Querying the Knowledge Graph

Setting up a connection

Communication between fairgraph metadata objects and the Knowledge Graph web service is through a client object, for which an access token associated with an EBRAINS account is needed. To obtain an EBRAINS account, please see https://ebrains.eu/register.

If you are working in a Collaboratory Jupyter notebook, the client will find your token automatically.

If working outside the Collaboratory, we recommend you obtain a token from whichever authentication endpoint is available to you, and save it as an environment variable so the client can find it, e.g. at a shell prompt:

export KG_AUTH_TOKEN=eyJhbGci...nPq

You can then create the client object:

>>> from fairgraph import KGClient
>>> client = KGClient(host="core.kg.ebrains.eu")

You can also pass the token explicitly to the client:

>>> client = KGClient(token=token, host="core.kg.ebrains.eu")

Listing the available metadata types

Each type of metadata node in the Knowledge Graph is represented by a Python class. These classes are organized into modules according to the openMINDS schemas. For a full list of modules, see Metadata domains.
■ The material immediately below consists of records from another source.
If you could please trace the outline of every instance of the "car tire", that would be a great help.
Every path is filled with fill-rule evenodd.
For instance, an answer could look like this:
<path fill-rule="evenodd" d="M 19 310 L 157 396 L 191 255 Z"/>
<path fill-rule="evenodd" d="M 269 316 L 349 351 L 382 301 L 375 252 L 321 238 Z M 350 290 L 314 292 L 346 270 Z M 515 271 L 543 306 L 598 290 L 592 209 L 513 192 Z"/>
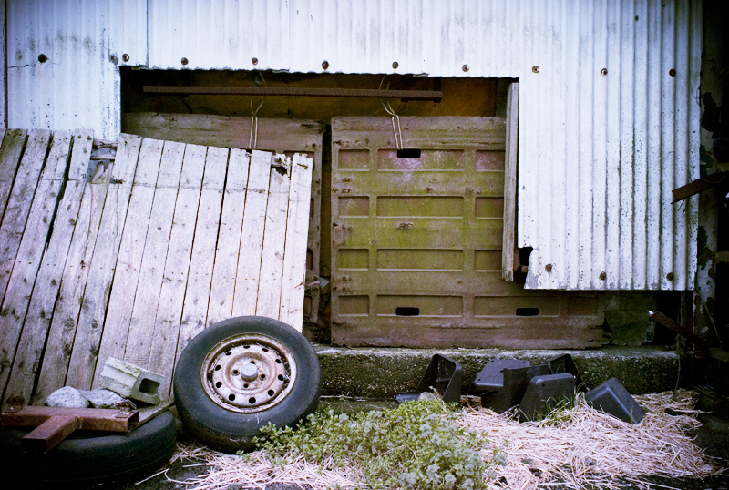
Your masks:
<path fill-rule="evenodd" d="M 23 452 L 30 429 L 0 427 L 0 458 L 23 487 L 71 488 L 128 482 L 166 464 L 176 446 L 175 417 L 164 412 L 124 434 L 76 436 L 44 454 Z M 105 433 L 108 434 L 108 433 Z"/>
<path fill-rule="evenodd" d="M 185 431 L 222 452 L 252 449 L 271 423 L 293 425 L 316 409 L 319 359 L 291 326 L 235 317 L 199 333 L 180 354 L 173 379 Z"/>

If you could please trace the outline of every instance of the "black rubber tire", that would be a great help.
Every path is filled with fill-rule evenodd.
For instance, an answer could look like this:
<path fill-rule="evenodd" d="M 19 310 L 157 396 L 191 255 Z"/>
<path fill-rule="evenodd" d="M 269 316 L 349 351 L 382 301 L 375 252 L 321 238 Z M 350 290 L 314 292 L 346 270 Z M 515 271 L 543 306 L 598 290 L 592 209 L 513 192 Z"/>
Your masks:
<path fill-rule="evenodd" d="M 227 410 L 206 393 L 200 368 L 208 353 L 228 338 L 264 335 L 282 343 L 297 365 L 291 391 L 277 404 L 255 413 Z M 252 449 L 252 438 L 269 422 L 293 425 L 316 409 L 322 392 L 319 358 L 306 338 L 291 326 L 260 316 L 235 317 L 199 333 L 178 359 L 173 380 L 178 414 L 187 433 L 206 445 L 223 452 Z"/>
<path fill-rule="evenodd" d="M 28 431 L 0 427 L 0 458 L 10 470 L 4 478 L 16 478 L 20 488 L 80 488 L 143 478 L 169 461 L 177 435 L 169 412 L 126 434 L 72 435 L 46 454 L 22 452 L 20 441 Z"/>

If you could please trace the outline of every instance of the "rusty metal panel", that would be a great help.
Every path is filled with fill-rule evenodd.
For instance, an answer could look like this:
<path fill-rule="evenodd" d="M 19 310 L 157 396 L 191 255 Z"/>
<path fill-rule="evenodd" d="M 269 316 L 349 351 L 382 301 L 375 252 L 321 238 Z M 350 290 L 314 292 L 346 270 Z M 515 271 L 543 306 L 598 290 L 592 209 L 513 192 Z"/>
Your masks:
<path fill-rule="evenodd" d="M 400 125 L 417 158 L 398 158 L 388 117 L 332 121 L 332 342 L 598 346 L 603 296 L 501 279 L 505 120 Z"/>
<path fill-rule="evenodd" d="M 118 65 L 147 62 L 147 2 L 9 0 L 6 19 L 8 125 L 118 138 Z"/>

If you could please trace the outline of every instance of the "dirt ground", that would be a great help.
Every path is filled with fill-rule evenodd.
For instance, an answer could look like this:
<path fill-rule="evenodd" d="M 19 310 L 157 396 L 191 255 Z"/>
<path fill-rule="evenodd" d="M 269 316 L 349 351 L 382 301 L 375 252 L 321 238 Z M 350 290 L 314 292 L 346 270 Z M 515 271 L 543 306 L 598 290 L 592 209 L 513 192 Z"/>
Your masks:
<path fill-rule="evenodd" d="M 385 403 L 386 404 L 386 403 Z M 339 410 L 346 411 L 347 407 L 339 407 Z M 352 407 L 349 407 L 352 409 Z M 356 407 L 363 408 L 363 407 Z M 696 444 L 705 451 L 709 457 L 716 458 L 719 465 L 727 468 L 727 473 L 718 476 L 701 480 L 697 478 L 647 478 L 651 487 L 655 490 L 676 489 L 676 490 L 729 490 L 729 421 L 721 419 L 715 415 L 703 415 L 702 425 L 695 430 L 692 435 L 695 437 Z M 194 462 L 176 462 L 170 465 L 165 476 L 157 476 L 143 483 L 129 483 L 122 485 L 103 485 L 96 488 L 108 490 L 184 490 L 191 486 L 179 483 L 189 478 L 192 478 L 205 472 L 204 466 L 190 466 Z M 168 479 L 169 478 L 169 479 Z M 631 481 L 621 482 L 626 490 L 637 489 L 638 486 Z M 248 490 L 249 487 L 230 485 L 226 490 Z M 508 488 L 504 485 L 505 490 Z M 560 490 L 559 485 L 555 486 L 552 483 L 544 485 L 544 490 Z M 266 490 L 301 490 L 296 485 L 274 485 L 268 486 Z"/>

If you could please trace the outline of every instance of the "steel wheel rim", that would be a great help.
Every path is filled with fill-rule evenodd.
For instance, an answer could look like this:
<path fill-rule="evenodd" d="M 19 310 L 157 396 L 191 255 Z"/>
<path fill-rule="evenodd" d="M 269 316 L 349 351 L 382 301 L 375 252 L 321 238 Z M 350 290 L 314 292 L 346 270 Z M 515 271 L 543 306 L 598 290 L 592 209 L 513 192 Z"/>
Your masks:
<path fill-rule="evenodd" d="M 210 349 L 200 379 L 207 395 L 221 407 L 255 413 L 275 406 L 288 395 L 296 379 L 296 362 L 276 339 L 243 333 Z"/>

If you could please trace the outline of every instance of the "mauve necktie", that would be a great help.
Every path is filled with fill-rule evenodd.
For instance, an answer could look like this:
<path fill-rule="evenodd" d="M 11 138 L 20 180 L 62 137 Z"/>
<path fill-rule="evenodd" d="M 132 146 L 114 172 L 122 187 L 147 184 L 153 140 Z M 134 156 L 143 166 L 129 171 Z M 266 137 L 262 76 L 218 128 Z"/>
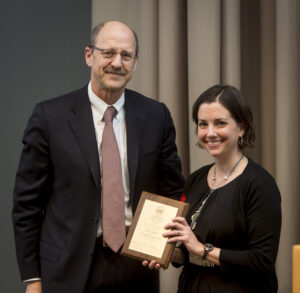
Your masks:
<path fill-rule="evenodd" d="M 104 113 L 102 136 L 102 228 L 105 243 L 117 252 L 125 241 L 125 203 L 121 159 L 113 130 L 114 107 Z"/>

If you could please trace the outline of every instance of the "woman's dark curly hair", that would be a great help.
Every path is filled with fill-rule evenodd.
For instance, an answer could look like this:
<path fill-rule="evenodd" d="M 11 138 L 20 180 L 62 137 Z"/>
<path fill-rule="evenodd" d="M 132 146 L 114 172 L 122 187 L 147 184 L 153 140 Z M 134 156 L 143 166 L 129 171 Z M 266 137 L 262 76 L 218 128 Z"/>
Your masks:
<path fill-rule="evenodd" d="M 231 114 L 236 123 L 241 125 L 245 131 L 242 140 L 238 146 L 240 149 L 253 147 L 255 133 L 253 127 L 253 115 L 250 107 L 242 93 L 235 87 L 227 84 L 218 84 L 204 91 L 193 105 L 193 121 L 198 127 L 198 110 L 203 103 L 218 102 L 222 104 Z"/>

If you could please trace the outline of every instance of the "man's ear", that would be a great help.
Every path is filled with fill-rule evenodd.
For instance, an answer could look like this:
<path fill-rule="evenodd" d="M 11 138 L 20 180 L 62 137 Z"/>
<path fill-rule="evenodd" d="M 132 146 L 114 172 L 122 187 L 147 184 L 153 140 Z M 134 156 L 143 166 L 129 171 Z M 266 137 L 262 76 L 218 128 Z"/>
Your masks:
<path fill-rule="evenodd" d="M 85 63 L 88 67 L 91 67 L 92 49 L 90 47 L 85 47 L 84 53 L 85 53 Z"/>
<path fill-rule="evenodd" d="M 138 57 L 136 57 L 136 58 L 134 59 L 134 64 L 133 64 L 132 72 L 135 72 L 135 71 L 136 71 L 137 64 L 138 64 Z"/>

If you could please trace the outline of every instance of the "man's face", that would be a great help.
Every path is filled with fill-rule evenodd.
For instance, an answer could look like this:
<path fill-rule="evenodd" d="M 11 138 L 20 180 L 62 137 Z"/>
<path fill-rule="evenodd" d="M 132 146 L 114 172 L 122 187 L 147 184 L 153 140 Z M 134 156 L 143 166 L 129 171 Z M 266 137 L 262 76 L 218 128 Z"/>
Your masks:
<path fill-rule="evenodd" d="M 85 49 L 85 56 L 95 92 L 122 92 L 137 64 L 134 35 L 124 24 L 109 22 L 98 33 L 94 48 Z"/>

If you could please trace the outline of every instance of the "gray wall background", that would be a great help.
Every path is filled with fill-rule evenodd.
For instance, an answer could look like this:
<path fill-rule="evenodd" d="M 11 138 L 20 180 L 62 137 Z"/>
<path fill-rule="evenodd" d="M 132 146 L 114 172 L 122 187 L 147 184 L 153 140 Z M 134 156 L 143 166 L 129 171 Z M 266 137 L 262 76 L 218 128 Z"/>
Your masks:
<path fill-rule="evenodd" d="M 25 292 L 15 257 L 12 192 L 33 106 L 85 85 L 90 0 L 0 1 L 0 292 Z"/>

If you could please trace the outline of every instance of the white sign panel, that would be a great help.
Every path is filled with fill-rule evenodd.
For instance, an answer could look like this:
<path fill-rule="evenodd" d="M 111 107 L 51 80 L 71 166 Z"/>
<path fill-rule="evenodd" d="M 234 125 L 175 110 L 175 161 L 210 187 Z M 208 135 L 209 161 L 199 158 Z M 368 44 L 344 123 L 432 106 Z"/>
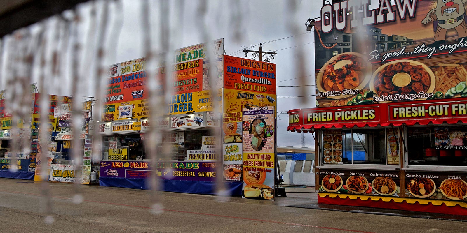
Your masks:
<path fill-rule="evenodd" d="M 136 119 L 128 121 L 112 122 L 111 127 L 112 132 L 126 133 L 134 132 L 133 122 L 135 122 Z"/>

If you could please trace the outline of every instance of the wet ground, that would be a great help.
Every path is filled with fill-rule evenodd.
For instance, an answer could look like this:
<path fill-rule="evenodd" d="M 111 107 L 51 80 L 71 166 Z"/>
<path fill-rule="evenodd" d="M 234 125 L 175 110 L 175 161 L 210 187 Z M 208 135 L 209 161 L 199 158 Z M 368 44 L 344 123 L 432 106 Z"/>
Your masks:
<path fill-rule="evenodd" d="M 287 188 L 275 201 L 164 192 L 162 213 L 150 212 L 147 191 L 50 183 L 54 222 L 44 221 L 40 184 L 0 178 L 0 232 L 466 232 L 465 222 L 294 208 L 316 204 L 312 188 Z"/>

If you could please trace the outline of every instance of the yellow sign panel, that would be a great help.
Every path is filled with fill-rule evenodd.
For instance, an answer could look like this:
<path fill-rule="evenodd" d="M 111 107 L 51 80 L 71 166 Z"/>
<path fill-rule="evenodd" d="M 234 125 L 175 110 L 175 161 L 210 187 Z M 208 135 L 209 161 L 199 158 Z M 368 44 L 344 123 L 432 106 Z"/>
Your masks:
<path fill-rule="evenodd" d="M 255 93 L 233 89 L 224 89 L 224 112 L 241 112 L 246 104 L 259 107 L 276 105 L 276 95 Z"/>
<path fill-rule="evenodd" d="M 128 151 L 127 148 L 109 149 L 109 160 L 127 160 Z"/>
<path fill-rule="evenodd" d="M 141 122 L 133 122 L 133 130 L 141 130 Z"/>
<path fill-rule="evenodd" d="M 188 112 L 204 112 L 214 110 L 215 104 L 220 106 L 222 89 L 214 95 L 211 90 L 202 90 L 172 96 L 166 113 L 183 114 Z"/>
<path fill-rule="evenodd" d="M 49 125 L 51 125 L 50 127 L 52 130 L 52 132 L 60 132 L 62 131 L 62 128 L 58 127 L 58 125 L 57 123 L 58 122 L 58 118 L 54 118 L 54 115 L 48 115 L 49 121 L 48 123 Z M 33 129 L 37 129 L 39 127 L 39 125 L 41 124 L 41 114 L 32 114 L 32 119 L 31 121 L 31 124 L 32 125 Z"/>
<path fill-rule="evenodd" d="M 11 116 L 0 118 L 0 130 L 9 130 L 13 127 L 13 118 Z M 16 123 L 16 127 L 19 129 L 24 129 L 23 121 L 19 120 Z"/>
<path fill-rule="evenodd" d="M 149 105 L 150 103 L 147 99 L 127 101 L 110 104 L 104 104 L 102 106 L 103 112 L 103 121 L 116 121 L 119 118 L 118 107 L 120 106 L 133 105 L 132 115 L 129 116 L 134 118 L 141 118 L 149 116 Z"/>

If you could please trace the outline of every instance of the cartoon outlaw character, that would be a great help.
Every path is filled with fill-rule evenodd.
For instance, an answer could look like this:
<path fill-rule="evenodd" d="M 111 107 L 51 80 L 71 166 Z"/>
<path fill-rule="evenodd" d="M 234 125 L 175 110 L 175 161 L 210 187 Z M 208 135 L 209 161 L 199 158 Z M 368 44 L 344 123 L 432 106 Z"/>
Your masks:
<path fill-rule="evenodd" d="M 454 29 L 459 38 L 467 36 L 467 17 L 464 3 L 467 0 L 438 0 L 436 8 L 428 12 L 422 23 L 433 21 L 435 32 L 434 45 L 440 44 L 446 39 L 447 29 Z M 431 15 L 433 14 L 433 18 Z"/>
To get a list of classes in a given module, import the module and then run list_kg_classes(), e.g.:

>>> import fairgraph.openminds.core as omcore

>>> omcore.list_kg_classes()
[fairgraph.openminds.core.research.behavioral_protocol.BehavioralProtocol,
fairgraph.openminds.core.actors.contact_information.ContactInformation,
fairgraph.openminds.core.data.content_type.ContentType,
fairgraph.openminds.core.miscellaneous.doi.DOI,
fairgraph.openminds.core.products.dataset.Dataset,
fairgraph.openminds.core.products.dataset_version.DatasetVersion,
fairgraph.openminds.core.data.file.File,
fairgraph.openminds.core.data.file_bundle.FileBundle,
fairgraph.openminds.core.data.file_repository.FileRepository,
fairgraph.openminds.core.data.file_repository_structure.FileRepositoryStructure,
fairgraph.openminds.core.miscellaneous.funding.Funding,
fairgraph.openminds.core.miscellaneous.gridid.GRIDID,
fairgraph.openminds.core.miscellaneous.isbn.ISBN,
fairgraph.openminds.core.data.license.License,
fairgraph.openminds.core.products.meta_data_model.MetaDataModel,
fairgraph.openminds.core.products.meta_data_model_version.MetaDataModelVersion,
fairgraph.openminds.core.products.model.Model,
fairgraph.openminds.core.products.model_version.ModelVersion,
fairgraph.openminds.core.miscellaneous.orcid.ORCID,
fairgraph.openminds.core.actors.organization.Organization,
fairgraph.openminds.core.actors.person.Person,
fairgraph.openminds.core.products.project.Project,
fairgraph.openminds.core.research.protocol.Protocol,
fairgraph.openminds.core.research.protocol_execution.ProtocolExecution,
fairgraph.openminds.core.miscellaneous.rorid.RORID,
fairgraph.openminds.core.miscellaneous.swhid.SWHID,
fairgraph.openminds.core.data.service_link.ServiceLink,
fairgraph.openminds.core.products.software.Software,
fairgraph.openminds.core.products.software_version.SoftwareVersion,
fairgraph.openminds.core.research.stimulation.Stimulation,
fairgraph.openminds.core.research.subject.Subject,
fairgraph.openminds.core.research.subject_group.SubjectGroup,
fairgraph.openminds.core.research.subject_group_state.SubjectGroupState,
fairgraph.openminds.core.research.subject_state.SubjectState,
fairgraph.openminds.core.research.tissue_sample.TissueSample,
fairgraph.openminds.core.research.tissue_sample_collection.TissueSampleCollection,
fairgraph.openminds.core.research.tissue_sample_collection_state.TissueSampleCollectionState,
fairgraph.openminds.core.research.tissue_sample_state.TissueSampleState,
fairgraph.openminds.core.miscellaneous.web_resource.WebResource]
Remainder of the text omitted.